2. We use of robust statistical metrics – median and median absolute deviation (MAD) – to accurately detect anomalies, even in the presence of seasonal spikes.

The techniques we shall present was evaluated with a wide variety – system and application metrics obtained from production as well stock data – of time series and has been deployed in production at Twitter. We demonstrate the efficacy of the proposed techniques using production data.

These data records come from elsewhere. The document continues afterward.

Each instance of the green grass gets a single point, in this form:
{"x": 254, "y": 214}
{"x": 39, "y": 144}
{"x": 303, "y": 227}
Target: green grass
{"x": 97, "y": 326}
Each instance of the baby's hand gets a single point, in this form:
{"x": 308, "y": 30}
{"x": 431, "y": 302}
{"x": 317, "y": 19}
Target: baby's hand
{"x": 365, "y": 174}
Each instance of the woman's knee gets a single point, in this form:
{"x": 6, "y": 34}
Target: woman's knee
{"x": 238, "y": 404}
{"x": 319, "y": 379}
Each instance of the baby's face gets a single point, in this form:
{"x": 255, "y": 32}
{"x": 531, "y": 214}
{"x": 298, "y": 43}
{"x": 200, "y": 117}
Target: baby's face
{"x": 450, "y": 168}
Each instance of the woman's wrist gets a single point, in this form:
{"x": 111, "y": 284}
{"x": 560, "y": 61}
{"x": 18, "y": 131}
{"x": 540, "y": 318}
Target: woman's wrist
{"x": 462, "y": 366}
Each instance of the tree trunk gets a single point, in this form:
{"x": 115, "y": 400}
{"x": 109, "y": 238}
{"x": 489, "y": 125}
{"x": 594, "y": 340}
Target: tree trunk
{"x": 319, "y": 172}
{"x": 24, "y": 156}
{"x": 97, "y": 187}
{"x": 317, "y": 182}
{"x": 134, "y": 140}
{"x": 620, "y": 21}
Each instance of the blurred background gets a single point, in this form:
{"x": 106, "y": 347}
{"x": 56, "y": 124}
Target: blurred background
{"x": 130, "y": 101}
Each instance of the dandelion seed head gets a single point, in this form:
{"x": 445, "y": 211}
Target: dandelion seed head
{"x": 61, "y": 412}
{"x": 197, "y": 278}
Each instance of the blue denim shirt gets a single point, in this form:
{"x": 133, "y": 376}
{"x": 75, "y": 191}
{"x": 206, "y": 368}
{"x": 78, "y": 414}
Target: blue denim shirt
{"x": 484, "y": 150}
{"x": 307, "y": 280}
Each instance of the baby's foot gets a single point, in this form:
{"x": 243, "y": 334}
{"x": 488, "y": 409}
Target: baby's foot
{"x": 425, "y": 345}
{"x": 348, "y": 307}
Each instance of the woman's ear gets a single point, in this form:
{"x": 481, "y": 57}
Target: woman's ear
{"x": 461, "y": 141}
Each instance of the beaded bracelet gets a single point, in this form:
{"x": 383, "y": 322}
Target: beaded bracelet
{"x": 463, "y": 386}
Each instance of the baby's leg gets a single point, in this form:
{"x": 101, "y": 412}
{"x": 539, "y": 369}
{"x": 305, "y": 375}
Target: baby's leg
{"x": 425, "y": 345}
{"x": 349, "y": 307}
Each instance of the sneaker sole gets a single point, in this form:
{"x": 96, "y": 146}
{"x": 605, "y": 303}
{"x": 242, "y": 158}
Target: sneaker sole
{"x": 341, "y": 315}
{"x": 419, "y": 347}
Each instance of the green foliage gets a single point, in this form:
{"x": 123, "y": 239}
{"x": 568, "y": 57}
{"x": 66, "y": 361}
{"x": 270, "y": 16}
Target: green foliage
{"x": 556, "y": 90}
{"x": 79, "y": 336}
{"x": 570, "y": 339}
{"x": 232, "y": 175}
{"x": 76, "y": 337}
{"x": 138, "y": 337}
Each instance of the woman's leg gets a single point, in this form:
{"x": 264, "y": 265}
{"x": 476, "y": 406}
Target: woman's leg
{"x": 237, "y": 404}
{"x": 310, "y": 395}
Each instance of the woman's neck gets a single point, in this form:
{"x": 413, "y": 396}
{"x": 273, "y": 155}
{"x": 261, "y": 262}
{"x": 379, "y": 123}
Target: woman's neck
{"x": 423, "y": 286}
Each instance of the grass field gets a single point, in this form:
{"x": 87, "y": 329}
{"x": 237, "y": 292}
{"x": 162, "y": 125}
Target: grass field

The proposed talk is complementary to the talks presented at Velocity London’13 on Anomaly Detection – by Jon from Etsy and by Toufic from Metafor.

Photo of Arun Kejariwal

Arun Kejariwal

MZ

@arun_kejariwal is currently a Capacity and Performance Engineer at Twitter where he works on research and development of novel techniques to improve the accuracy of capacity models and demand forecasts. Prior to joining Twitter, @arun_kejariwal worked on research and development of practical and statistically rigorous methodologies to deliver high performance, availability and scalability in large scale distributed clusters. Some of the techniques developed have been published in peer-reviewed international conferences/journals.

@arun_kejariwal received his Bachelor’s degree in EE from IIT Delhi and doctorate in CS from UCI.